Beim Ausgabeaufschlag kann der Anleger gut sparen, denn der reguläre Ausgabeaufschlag auf Investmentfonds wird nicht immer erhoben. Es gibt einige freie Vermittler von Investmentfonds, die Rabatt (Discount) auf den Erwerb von Investmentfonds anbieten, stellenweise bis zu 100%.

Verwahrung von Investmentfonds

Investmentfonds können bei der jeweiligen Investmentgesellschaft verwahrt werden. Dies ist meist sehr kostengünstig möglich. Nachteilig wird es dann, wenn man Investmentfonds unterschiedlicher Investmentgesellschaften in seinem Depot hat, was heutzutage wohl eher der Normalfall sein wird – schließlich soll man sein Depot diversifizieren - da nicht jede Investment- Gesellschaft (KAG - Kapitalanlage Gesellschaft) in allen Bereichen / Regionen / Wertpapiergattungen im Spitzensegment mit eigenen Fonds zu finden ist. Hier bieten sich zur Verwahrung so genannte Investment- Plattformen an, die mittlerweile ebenso wie einzelne Fonds über Fondsvermittler erhältlich sind.

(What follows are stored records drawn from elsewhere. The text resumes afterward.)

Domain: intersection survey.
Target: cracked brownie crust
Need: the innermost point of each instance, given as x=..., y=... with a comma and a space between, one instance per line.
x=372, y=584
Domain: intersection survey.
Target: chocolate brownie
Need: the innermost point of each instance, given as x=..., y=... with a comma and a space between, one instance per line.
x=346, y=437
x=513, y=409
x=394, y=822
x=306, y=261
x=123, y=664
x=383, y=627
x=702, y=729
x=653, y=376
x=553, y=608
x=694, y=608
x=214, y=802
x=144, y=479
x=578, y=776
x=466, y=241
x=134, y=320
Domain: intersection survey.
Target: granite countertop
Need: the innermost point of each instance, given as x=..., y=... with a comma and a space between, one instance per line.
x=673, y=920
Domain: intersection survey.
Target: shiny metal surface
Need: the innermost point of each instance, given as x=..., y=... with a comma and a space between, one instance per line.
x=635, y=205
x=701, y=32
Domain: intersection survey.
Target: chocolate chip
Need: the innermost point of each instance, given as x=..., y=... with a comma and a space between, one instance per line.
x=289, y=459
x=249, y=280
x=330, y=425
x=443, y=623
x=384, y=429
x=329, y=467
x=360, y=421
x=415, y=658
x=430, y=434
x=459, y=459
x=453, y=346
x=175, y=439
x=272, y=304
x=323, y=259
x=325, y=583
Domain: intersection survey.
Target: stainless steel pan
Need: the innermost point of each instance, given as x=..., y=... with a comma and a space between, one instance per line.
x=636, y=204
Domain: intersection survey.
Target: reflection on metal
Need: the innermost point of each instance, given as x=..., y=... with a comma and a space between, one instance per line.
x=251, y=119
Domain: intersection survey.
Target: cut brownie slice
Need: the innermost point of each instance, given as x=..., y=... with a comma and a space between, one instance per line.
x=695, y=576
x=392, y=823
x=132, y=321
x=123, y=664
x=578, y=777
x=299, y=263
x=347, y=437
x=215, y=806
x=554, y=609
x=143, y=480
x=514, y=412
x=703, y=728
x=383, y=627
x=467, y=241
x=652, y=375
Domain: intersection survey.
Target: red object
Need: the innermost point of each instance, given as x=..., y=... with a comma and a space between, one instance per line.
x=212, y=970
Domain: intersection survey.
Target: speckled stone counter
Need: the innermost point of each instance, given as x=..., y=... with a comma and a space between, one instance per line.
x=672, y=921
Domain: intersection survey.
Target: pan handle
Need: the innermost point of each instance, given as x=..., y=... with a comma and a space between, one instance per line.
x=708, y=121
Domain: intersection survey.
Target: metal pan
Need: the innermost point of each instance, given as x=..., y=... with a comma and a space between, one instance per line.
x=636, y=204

Die Wertentwicklung von Fonds

Nun sei auch die Wertentwicklung von Fonds angesprochen. Eigentlich findet man bei jedem Vergleich oder bei jeder Angabe einer Wertentwicklung, dass dies keine Rückschlüsse auf die Wertentwicklung der Zukunft zulässt. Dies trifft natürlich sowohl bei Rentenfonds, als auch in noch höherem Maße bei Aktienfonds zu. Zum einen ist ein Fonds sehr stark abhängig von einem Fondsmanager und zum anderen haben uns gerade die vergangenen Jahre gezeigt, wie heftig Kurskorrekturen ausfallen können. Entscheidend ist allerdings neben dem angepeilten Anlagenhorizont, der individuellen Risikoneigung vor allem die eigene Erwartung der Entwicklung über den genannten Zeitraum. Hat man einen langen Anlagehorizont, dann kann man solche Kurskorrekturen als Chance wahrnehmen. Wichtig ist in jedem Fall eine Strategie jeweils für den Einstieg, für den Anlagezeitraum und für den Ausstieg zu haben.